On June 27, 2000, Sheikh Hamoud bin Aqla al Shuebi pronounced the following fatwa: “To grant a woman an identity card bearing her picture is an abomination which is not permitted by sharia law. It will result in great religious, moral and social evils.” But a little more than one year later, in November 2001, the Saudi interior minister, Prince Nayef bin Abdulaziz, decreed that Saudi women twenty-two years or older would be able to obtain personal identification cards with the written consent of their guardian. Newspapers reported that the purpose of the new ruling was to help women “perform their activities with ease” and to prevent fraud and identity theft. But others claimed that the real reason was security; in a number of cases, would-be terrorists had been arrested wearing women’s clothing. Whatever the reason, the issuing of an ID card was now possible, although optional.
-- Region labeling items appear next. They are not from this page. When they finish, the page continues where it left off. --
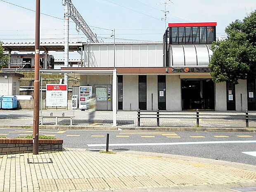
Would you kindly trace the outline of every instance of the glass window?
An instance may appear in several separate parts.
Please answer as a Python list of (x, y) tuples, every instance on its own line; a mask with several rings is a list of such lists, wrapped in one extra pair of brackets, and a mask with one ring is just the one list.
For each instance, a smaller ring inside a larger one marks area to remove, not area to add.
[(211, 43), (214, 40), (215, 35), (214, 27), (208, 26), (207, 29), (207, 43)]
[(171, 28), (171, 41), (172, 44), (178, 43), (178, 28)]
[(185, 43), (185, 27), (179, 27), (179, 43)]
[(199, 27), (193, 27), (193, 43), (199, 43)]
[(186, 43), (192, 43), (192, 28), (187, 27), (186, 29)]
[(200, 43), (206, 43), (206, 27), (200, 27)]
Not long after the decree, I asked my father to take me to the Office of Civil Affairs in Mecca. I didn’t tell him why. When we arrived, I tried to make it a happy surprise: “Abouya, did you know that I can now get an official identity card? They issued the decision this week, and I’m here to submit my application.”

My father looked at me, his expression a mixture of outrage and disbelief. What he had heard me saying was this: “I want independence from you, and I don’t need you after today. My picture will be on the identity card, and men will see it.” I know that’s what he heard because those were the accusations he flung at me, word for word, in response to my request.